When the government is defendant in medical or military claims, it shouldn’t be involved in reducing them.

We cannot, as Danny put it in the film Hot Fuzz, act as judge, Judy and executioner.

Except if you happen to be running the government, it would seem. In Whitehall, the rule appears to be that if something isn’t to your liking, simply change the rules so it is.

In areas such as personal injury and employment, there is always the lingering suspicion that moves to reform the claims process have certain advantages for insurers and big businesses.

But in the case of clinical negligence cases and claims made against the armed forces, the situation is much clearer. The government is both defendant and reformer, and is fundamentally conflicted.

These are claims which are eating into the health and defence budgets, and so they’re fair game for shutting down.

This is not to say that costs for clinical negligence claims are always proportionate. Neither is it to say there are no spurious claims made against the military – although the millions paid out by the Ministry of Defence settling post-Iraq claims suggest some at least are legitimate. There is a debate to be had about bringing costs of both types of claim down.

But why are the departments directly affected by these claims - in effect the defendants - allowed to change the rules? And why can no one seem to spot the obvious conflict involved with their meddling?

It’s bemusing to me why the Department of Health is even involved in the process to fix fees for clinical negligence claims. Since when has the cost of legal proceedings been an issue for health ministers? They can concentrate on making us better, and leave the justice issues to judges and Michael Gove.

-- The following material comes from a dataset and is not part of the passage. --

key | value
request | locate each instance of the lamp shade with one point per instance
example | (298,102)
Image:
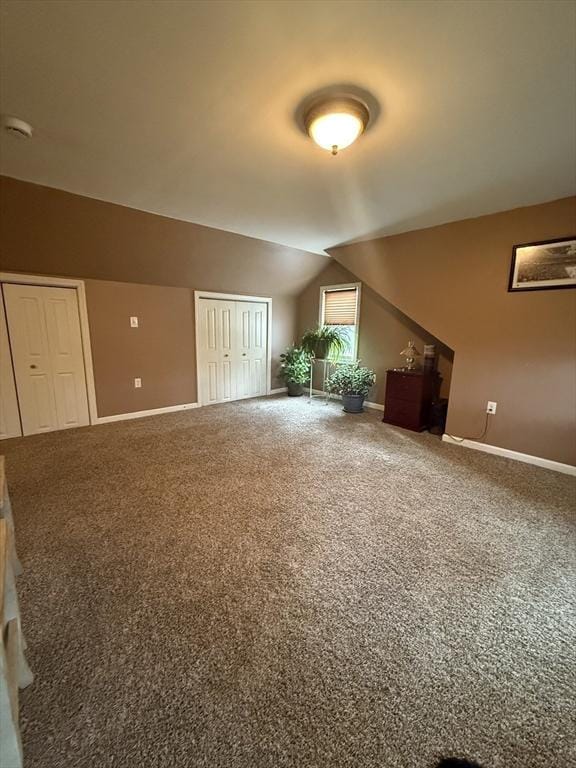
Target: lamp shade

Ditto for the military claims. Does it really need explaining that a government acting as defendant is not the ideal candidate for deciding how claims should be run? David Cameron was hardly going to be questioned by the general public for seeming to protect the rights of soldiers, but popular policy is not always correct policy.

If so-called dodgy claims are clogging up the system and putting our forces under undue pressure, it’s for the courts and judiciary to call it.

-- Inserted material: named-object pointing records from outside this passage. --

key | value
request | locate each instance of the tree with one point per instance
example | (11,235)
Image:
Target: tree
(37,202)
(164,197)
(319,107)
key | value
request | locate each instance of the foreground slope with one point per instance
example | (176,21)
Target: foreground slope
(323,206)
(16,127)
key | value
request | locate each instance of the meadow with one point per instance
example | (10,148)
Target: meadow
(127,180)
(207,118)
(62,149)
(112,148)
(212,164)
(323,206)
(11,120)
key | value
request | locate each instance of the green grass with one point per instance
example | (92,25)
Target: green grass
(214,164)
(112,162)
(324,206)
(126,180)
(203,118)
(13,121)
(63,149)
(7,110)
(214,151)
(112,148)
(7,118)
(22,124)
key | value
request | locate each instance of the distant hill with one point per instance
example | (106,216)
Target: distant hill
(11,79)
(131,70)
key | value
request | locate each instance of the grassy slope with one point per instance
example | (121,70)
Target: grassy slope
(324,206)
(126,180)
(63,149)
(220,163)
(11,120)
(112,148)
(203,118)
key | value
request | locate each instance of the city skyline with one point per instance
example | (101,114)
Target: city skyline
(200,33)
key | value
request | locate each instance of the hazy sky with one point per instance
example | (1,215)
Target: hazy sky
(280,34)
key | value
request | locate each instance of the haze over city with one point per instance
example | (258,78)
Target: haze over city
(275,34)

The government, as the High Court acknowledged during the battle over personal injury fixed fees, has a mandate to do as it wishes, within the law. If you don’t like it, then say so at the next election.

But when the government itself is named on the court papers, it’s self-evidently not its business to dictate the rules and unconstitutional to make claims harder to bring. At the moment, the government is not just moving the goalposts, but puncturing the ball, churning up the pitch and kicking the keeper in the shins.